Testing client certificates with Curl
Posted on November 21, 2016 in Uncategorized
One way some websites insure secure communication between web clients and the web server is with mutual authentication. This is where the requestor or client must prove their identity to the server by supplying a valid, known SSL certificate. The server must also provide a valid certificate to the client identifying itself. This can sometimes be tricky to test using curl and depending on your setup this can be done several ways.
In the most simple form we pass the SSL certificate and private key via arguments on the command line. If there is a password associated with the cert you can append it to the cert name separated by a colon or else the curl command will prompt you for the password once the command is run.
> curl --cert <certificate[:password]> --key [URL] # example > curl --cert cert.crt --key client.key https://example.com/healthz
The SSL cert and key can also be concatenated into a single file and passed via the --cert argument and skipping --key. You can also specify certificate formats (PEM, DER, ENG) by specifying --cert-type but we'll stick with PEM which is the default.
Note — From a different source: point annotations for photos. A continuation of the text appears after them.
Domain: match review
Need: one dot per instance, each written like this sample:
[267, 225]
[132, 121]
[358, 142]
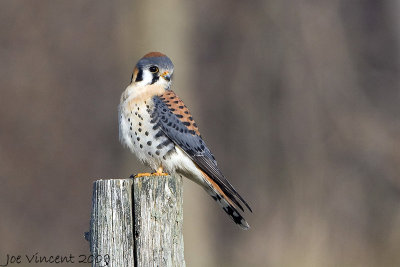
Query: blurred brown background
[299, 101]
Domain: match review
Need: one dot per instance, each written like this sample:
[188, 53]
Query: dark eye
[153, 69]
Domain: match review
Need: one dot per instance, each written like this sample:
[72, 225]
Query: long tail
[224, 201]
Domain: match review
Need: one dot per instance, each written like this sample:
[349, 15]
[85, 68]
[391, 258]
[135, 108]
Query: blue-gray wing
[174, 119]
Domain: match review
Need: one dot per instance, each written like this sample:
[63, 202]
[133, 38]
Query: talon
[160, 174]
[142, 174]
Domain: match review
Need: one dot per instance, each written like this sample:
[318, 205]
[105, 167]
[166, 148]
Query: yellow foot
[142, 174]
[149, 174]
[160, 174]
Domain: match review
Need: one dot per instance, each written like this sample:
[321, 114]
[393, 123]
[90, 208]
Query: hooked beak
[167, 76]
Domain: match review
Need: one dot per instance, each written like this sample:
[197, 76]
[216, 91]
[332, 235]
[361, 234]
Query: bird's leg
[141, 174]
[160, 172]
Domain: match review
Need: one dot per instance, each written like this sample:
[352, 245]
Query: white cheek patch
[147, 77]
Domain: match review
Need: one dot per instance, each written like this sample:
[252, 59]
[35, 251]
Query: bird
[158, 128]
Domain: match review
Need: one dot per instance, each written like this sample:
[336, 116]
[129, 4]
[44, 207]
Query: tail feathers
[229, 209]
[225, 202]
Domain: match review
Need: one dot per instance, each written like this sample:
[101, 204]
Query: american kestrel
[158, 128]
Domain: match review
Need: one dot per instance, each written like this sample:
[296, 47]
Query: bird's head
[153, 68]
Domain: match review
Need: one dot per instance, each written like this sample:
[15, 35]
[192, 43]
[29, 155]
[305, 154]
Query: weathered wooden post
[137, 222]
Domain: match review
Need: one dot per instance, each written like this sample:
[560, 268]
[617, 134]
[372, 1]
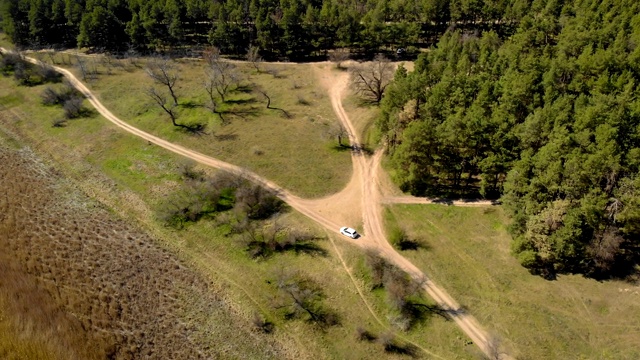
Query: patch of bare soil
[98, 288]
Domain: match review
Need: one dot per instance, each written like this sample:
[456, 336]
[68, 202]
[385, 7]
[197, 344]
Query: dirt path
[374, 236]
[365, 173]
If using a OS X you will find that the stock Curl is not ideal (maybe it's too old or a custom build). There are a few solutions:
- Use Homebrew to install a more recent version of curl. You will need to add /usr/local/bin to your PATH environment variable and may even consider renaming the original /usr/bin/curl if there is a conflict.
- Use Docker to run latest curl in a container. This was a great example of how docker can be used to eliminate platform dependencies.
Here's an example of using Docker to execute a curl command:
docker run -it \ -v $(pwd)/client.key:/var/cert/client.key \ -v $(pwd)/client.cer:/var/cert/client.crt \ speg03/curl \ --key /var/cert/client.key \ --cert /var/cert/client.crt \ https://example.com/healthz
In this command we are mounting our local cert and key files inside the container so we can access them with the command.